The interest in contemporary expressiveness usually comes from a gradual approach to its codes, similar to the process of learning a new board game. If you do not know its rules, it is not possible to design a strategy to keep up with the other players. Once you have assimilated its dynamics, you can predict moves, interact with the forces of chance and intuition to enter into a state of understanding, and even fun –although this is not always the case. If it’s the first time you play, achieving fluency in the development will depend on the ways in which you discover how it works, but this is only possible if you decide to pay careful attention and test a new logic of action and reaction.

Going back to the case of Sofía Táboas, it seems relevant to highlight, among the saturation of complaints, some comments that place instant invalidation into perspective. These suggest reading the piece, rather than as an individual object, within the framework of the artist’s other productions. Likewise, this perspective proposes to situate the reading of Línea térmica within the framework of the entire exhibition, which metaphorically addresses the transcendence of our experience as a species with respect to temperature changes and transitional spaces. This reflection is framed within the awareness of the planetary crisis of environmental collapse caused by climate change.

These arguments made me think about their authors. Some of them, active agents of the professional field of art. Thinking about them –and in relation to my own experience– led me to consider their profile and origin. These are not agents who benefit from the capitalization of art; some even suffer from a generalized labor precariousness in the cultural field. If they are not the ones who directly benefit from the commercialization of art, as their detractors claim, how did they approach art and become professionals in the field? I wonder if, for some time now, public policies for the circulation of contemporary art in museums have welcomed, by chance, a few individuals willing to try out the rules of the game. This possibility is enhanced by the availability of professionalization from professional education: are some audiences generated from a slow dynamic of assimilation of “the contemporary”?
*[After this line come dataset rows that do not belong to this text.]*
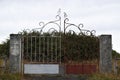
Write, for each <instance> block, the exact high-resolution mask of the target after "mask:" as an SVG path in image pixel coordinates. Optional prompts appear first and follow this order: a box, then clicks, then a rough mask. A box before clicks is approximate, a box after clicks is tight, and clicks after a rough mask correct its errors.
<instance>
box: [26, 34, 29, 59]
mask: <svg viewBox="0 0 120 80" xmlns="http://www.w3.org/2000/svg"><path fill="white" fill-rule="evenodd" d="M26 41H27V42H26V45H27V48H26V49H27V59H28V60H29V58H28V57H29V54H28V36H27V40H26Z"/></svg>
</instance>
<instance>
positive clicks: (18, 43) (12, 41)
mask: <svg viewBox="0 0 120 80" xmlns="http://www.w3.org/2000/svg"><path fill="white" fill-rule="evenodd" d="M10 71H11V72H12V73H18V72H20V71H21V35H19V34H11V35H10Z"/></svg>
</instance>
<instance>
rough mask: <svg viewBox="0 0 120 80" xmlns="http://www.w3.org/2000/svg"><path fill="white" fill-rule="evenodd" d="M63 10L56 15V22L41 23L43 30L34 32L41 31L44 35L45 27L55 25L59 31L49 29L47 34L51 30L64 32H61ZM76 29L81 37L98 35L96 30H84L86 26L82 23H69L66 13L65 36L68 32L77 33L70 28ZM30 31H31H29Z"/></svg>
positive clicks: (41, 28) (54, 29)
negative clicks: (43, 30) (95, 34)
mask: <svg viewBox="0 0 120 80" xmlns="http://www.w3.org/2000/svg"><path fill="white" fill-rule="evenodd" d="M60 15H61V9H59V11H58V12H57V15H56V17H55V18H56V20H54V21H49V22H47V23H44V22H39V26H40V27H41V28H34V29H32V31H36V30H37V31H39V32H40V34H42V33H43V32H44V31H43V29H44V28H45V27H47V26H48V25H50V24H54V25H56V26H57V28H58V30H57V29H56V27H55V28H53V27H52V28H50V27H48V28H47V29H48V31H46V32H50V31H51V30H52V31H53V32H62V30H61V27H62V25H61V23H62V21H61V16H60ZM72 26H73V27H76V28H77V29H78V30H79V34H80V35H92V36H94V35H95V33H96V31H95V30H87V29H83V27H84V25H83V24H82V23H80V24H78V25H76V24H73V23H69V18H68V17H67V14H66V13H65V12H64V23H63V32H64V34H65V33H66V32H67V31H68V32H71V31H72V32H74V33H75V32H76V31H75V29H73V28H72V29H71V28H69V27H72ZM68 28H69V29H68ZM29 31H30V30H29Z"/></svg>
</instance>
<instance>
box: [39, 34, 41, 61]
mask: <svg viewBox="0 0 120 80" xmlns="http://www.w3.org/2000/svg"><path fill="white" fill-rule="evenodd" d="M40 40H41V37H40V36H39V62H40V54H41V50H40V49H41V43H40V42H41V41H40Z"/></svg>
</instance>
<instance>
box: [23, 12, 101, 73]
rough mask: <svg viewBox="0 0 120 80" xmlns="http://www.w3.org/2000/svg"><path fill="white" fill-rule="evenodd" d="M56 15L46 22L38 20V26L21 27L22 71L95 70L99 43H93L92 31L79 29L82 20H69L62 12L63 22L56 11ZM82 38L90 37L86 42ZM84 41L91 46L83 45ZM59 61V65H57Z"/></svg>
mask: <svg viewBox="0 0 120 80" xmlns="http://www.w3.org/2000/svg"><path fill="white" fill-rule="evenodd" d="M56 18H57V20H55V21H50V22H48V23H46V24H45V23H44V22H40V23H39V25H40V26H41V28H35V29H32V30H25V31H23V37H22V68H23V69H22V72H23V73H24V74H91V73H93V72H97V70H98V66H99V56H98V55H99V54H98V52H99V50H98V46H99V44H96V43H98V42H99V40H98V38H97V37H95V35H94V33H95V31H94V30H92V31H90V30H86V29H82V27H83V24H79V25H75V24H72V23H69V22H68V21H69V19H68V18H67V14H66V13H64V23H63V25H61V23H62V21H61V16H60V11H59V12H58V15H57V16H56ZM62 26H63V32H62V29H61V27H62ZM86 39H87V40H86ZM85 40H86V41H88V42H89V40H91V42H89V43H87V42H85ZM76 42H78V43H76ZM94 42H95V43H94ZM79 43H81V44H79ZM91 44H92V45H91ZM87 45H91V46H89V47H86V46H87ZM81 46H82V47H81ZM83 46H85V47H83ZM92 48H94V51H92V50H93V49H92ZM73 49H75V50H73ZM91 49H92V50H91ZM88 52H89V53H88ZM61 65H62V66H63V67H60V66H61ZM61 68H62V69H61ZM61 70H63V71H62V72H61Z"/></svg>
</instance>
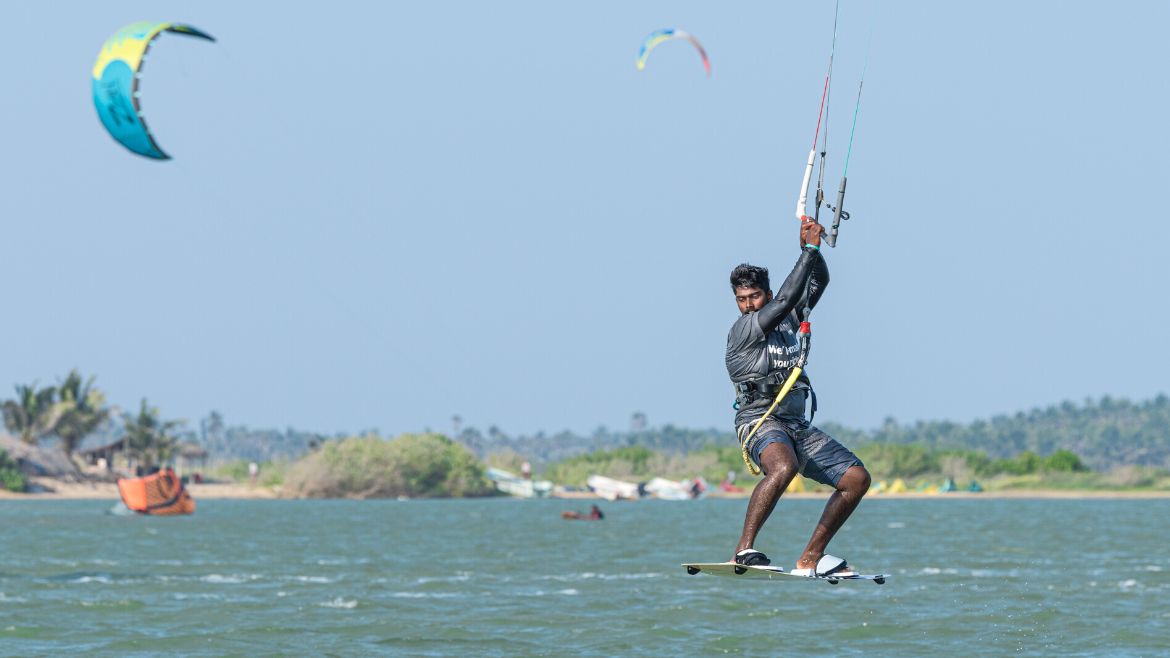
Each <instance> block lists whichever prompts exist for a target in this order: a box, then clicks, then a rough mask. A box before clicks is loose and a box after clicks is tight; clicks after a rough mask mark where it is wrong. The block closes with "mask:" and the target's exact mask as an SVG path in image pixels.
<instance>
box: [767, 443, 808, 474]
mask: <svg viewBox="0 0 1170 658" xmlns="http://www.w3.org/2000/svg"><path fill="white" fill-rule="evenodd" d="M759 461H761V462H762V464H761V466H762V467H763V471H764V477H765V478H768V479H770V480H777V481H779V482H783V484H787V482H790V481H791V480H792V478H794V477H796V474H797V469H798V465H797V459H796V454H793V452H792V448H791V447H789V446H787V445H785V444H782V443H776V444H771V445H769V446H766V447H764V451H763V452H762V453H761V455H759Z"/></svg>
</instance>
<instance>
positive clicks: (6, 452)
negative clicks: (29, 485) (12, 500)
mask: <svg viewBox="0 0 1170 658" xmlns="http://www.w3.org/2000/svg"><path fill="white" fill-rule="evenodd" d="M26 486H28V482H26V481H25V474H23V473H21V472H20V465H18V464H16V462H15V461H13V460H12V458H11V457H8V453H7V452H5V451H2V450H0V489H8V491H11V492H22V491H25V487H26Z"/></svg>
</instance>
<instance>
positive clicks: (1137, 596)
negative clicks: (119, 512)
mask: <svg viewBox="0 0 1170 658" xmlns="http://www.w3.org/2000/svg"><path fill="white" fill-rule="evenodd" d="M109 506H110V503H109V502H104V501H0V654H4V656H40V654H61V653H66V652H69V653H76V652H85V653H89V654H108V656H113V654H117V656H152V654H158V653H161V652H177V653H179V654H187V656H232V654H236V656H267V654H296V656H300V654H331V656H360V654H387V656H563V654H574V656H672V654H673V656H708V654H722V653H728V654H738V656H780V654H797V653H801V654H804V653H807V654H827V656H862V654H863V656H945V654H952V656H1007V654H1017V656H1053V654H1061V656H1165V654H1168V653H1170V553H1168V543H1170V542H1168V540H1170V529H1168V528H1170V526H1168V519H1170V500H1087V501H1086V500H890V499H886V500H882V499H873V500H867V501H866V502H865V503H862V506H861V508H860V509H859V512H858V513H856V515H855V518H854V519H853V520H851V521H849V523H848V525H847V526H846V528H845V530H842V533H841V534H840V535H839V536H838V539H837V541H835V542H834V544H833V547H832V548H833V553H835V554H838V555H845V556H846V557H848V558H849V561H851V562H852V563H854V564H856V566H858V567H861V568H863V569H865V570H883V571H886V573H889V574H893V575H894V577H892V578H890V580H889V581H888V582H887V584H885V585H880V587H879V585H874V584H872V583H844V584H840V585H835V587H833V585H828V584H827V583H819V582H806V581H797V580H792V581H787V580H785V581H778V582H769V581H764V582H759V581H751V582H736V581H734V580H730V578H717V577H713V576H706V575H698V576H688V575H687V574H686V573H684V571H683V569H682V568H680V567H679V566H677V564H679V563H680V562H684V561H720V560H725V558H727V557H728V556H729V555H730V551H731V548H732V546H734V542H735V540H736V537H737V536H738V530H739V526H741V523H742V513H743V509H744V506H745V501H742V500H702V501H695V502H660V501H642V502H634V503H628V502H627V503H612V505H604V506H603V507H604V509H605V510H606V512H607V513H608V518H607V519H606V520H605V521H603V522H583V521H563V520H560V518H559V513H560V510H563V509H574V508H580V509H585V508H587V503H585V502H583V501H558V500H544V501H521V500H473V501H467V500H449V501H413V500H412V501H218V500H206V501H200V503H199V510H198V513H197V514H195V515H194V516H191V518H180V519H154V518H137V516H111V515H108V514H105V510H106V509H108V508H109ZM820 507H821V503H820V501H815V500H784V501H782V502H780V505H779V506H778V508H777V512H776V514H775V516H773V519H772V520H771V521H770V525H769V526H768V527H765V530H764V534H763V536H762V540H761V541H759V542H758V547H759V548H762V549H764V550H765V551H768V553H769V554H771V555H772V556H773V558H777V560H778V562H779V563H782V564H784V566H791V564H790V563H791V562H792V561H793V560H794V557H796V555H797V553H798V551H799V550H800V548H803V546H804V542H805V540H806V539H807V534H808V532H810V529H811V527H812V523H813V522H814V521H815V519H817V516H818V515H819V512H820Z"/></svg>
For some time now, the divisions between high and low culture have been in crisis, which is precisely one of the principles that allows for a broad spectrum of contemporary media. Also, this openness is intended to move away from an illusion of consensus in terms of aesthetic judgment, why should we all like the same thing? The lack of interest in delving into the experience of contemporary art is also a symptom of a structural condition that hinders experimentation with sensibility. In a context where the adversity of daily life is pressing, what priority can be given to experiencing a work that requires us to put ourselves in crisis in order to understand it? To what extent can we be aware of this and propose actions from there?

We know that art museums have been in a stage of profound adjustment for several decades. Recognizing their colonial and exclusionary origin implies reviewing their possible fields of action. However, their versatility and openness to the public continue to make them spaces of possibility in the contextual landscape of the present. In that sense, following the approaches of an art that proposes to use the power of creativity to dissolve its limits and apply it to life, it is in museums where one can coexist and be infected by discourses, dialogue and perhaps disagree with them. How do we invite more people to participate this game?